I saw this and thought, "Maybe, but how would _TechCrunch_ know?"

------
vparihar
Execution is absolutely more important than vision because everyone can be a
visionary if he has even a little interest. For example, when you look at
Google giving you search results in one fashion, you think "I wish they had a
good design." But only bing.com could prove that search can be better
organized and designed, and I 'd say they have executed just fine. Ideas can
be generated even in the bathroom.

------
tophat02
Before the idea is out in the market, then I'd say that vision is slightly
more important than execution. BUT, once it's out there and it's clear people
want to buy it, then vision takes a back seat to good, solid, competent
execution.

How many market leaders actually invented their markets?

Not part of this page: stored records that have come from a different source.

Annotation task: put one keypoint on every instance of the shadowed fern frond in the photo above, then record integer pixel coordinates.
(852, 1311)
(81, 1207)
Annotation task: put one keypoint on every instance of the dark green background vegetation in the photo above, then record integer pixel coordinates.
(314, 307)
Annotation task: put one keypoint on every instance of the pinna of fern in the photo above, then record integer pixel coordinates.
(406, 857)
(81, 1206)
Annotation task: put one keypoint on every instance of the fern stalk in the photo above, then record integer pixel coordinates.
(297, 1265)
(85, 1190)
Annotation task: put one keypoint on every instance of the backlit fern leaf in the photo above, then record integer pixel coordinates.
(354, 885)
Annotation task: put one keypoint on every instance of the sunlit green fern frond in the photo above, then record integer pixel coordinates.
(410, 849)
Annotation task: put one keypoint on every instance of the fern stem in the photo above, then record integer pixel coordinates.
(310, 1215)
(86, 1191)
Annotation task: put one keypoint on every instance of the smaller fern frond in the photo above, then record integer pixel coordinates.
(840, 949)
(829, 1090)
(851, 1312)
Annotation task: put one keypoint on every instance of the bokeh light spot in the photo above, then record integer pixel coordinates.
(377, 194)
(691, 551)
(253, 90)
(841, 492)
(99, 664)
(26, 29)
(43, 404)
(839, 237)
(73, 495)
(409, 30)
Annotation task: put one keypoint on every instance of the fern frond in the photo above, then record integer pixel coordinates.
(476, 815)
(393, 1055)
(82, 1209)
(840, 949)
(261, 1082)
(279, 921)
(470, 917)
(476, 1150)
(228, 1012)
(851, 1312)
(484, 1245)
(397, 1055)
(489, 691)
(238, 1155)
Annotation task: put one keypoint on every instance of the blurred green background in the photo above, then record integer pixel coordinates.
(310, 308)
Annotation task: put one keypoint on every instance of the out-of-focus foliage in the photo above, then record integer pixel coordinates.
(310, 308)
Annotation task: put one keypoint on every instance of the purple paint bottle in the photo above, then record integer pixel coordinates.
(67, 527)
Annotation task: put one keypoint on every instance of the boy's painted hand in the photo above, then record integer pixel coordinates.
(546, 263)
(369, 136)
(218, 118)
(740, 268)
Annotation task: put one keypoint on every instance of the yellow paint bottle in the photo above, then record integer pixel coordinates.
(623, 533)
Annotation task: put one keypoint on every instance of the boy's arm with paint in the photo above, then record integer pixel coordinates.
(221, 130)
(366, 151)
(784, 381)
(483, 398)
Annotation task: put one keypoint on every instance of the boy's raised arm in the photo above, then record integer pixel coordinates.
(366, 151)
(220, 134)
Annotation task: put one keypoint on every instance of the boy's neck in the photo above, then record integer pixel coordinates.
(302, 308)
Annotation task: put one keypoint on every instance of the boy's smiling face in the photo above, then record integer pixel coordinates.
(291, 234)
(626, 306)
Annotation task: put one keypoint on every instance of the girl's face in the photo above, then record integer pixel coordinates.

The business world is
full of the remains of "visionary" companies who just plain got out-executed.

------
kaitnieks
Execution is important, no doubts there. And I agree that for mass products it
is more important than vision. However, I think that if the product is
targeted for a single customer or a small niche group then vision is way more
important - users will tolerate much of the shortcomings in execution if they
see a great future perspective and are excited about it.

------
ujjwalg
Very interesting article. IMO, vision is important, but without having the
ability to execute it, its essentially worthless. When we launched a lot of
people said and some still say that they had similar ideas, but it was us who
executed it.

------
DannoHung
Yes, details are important.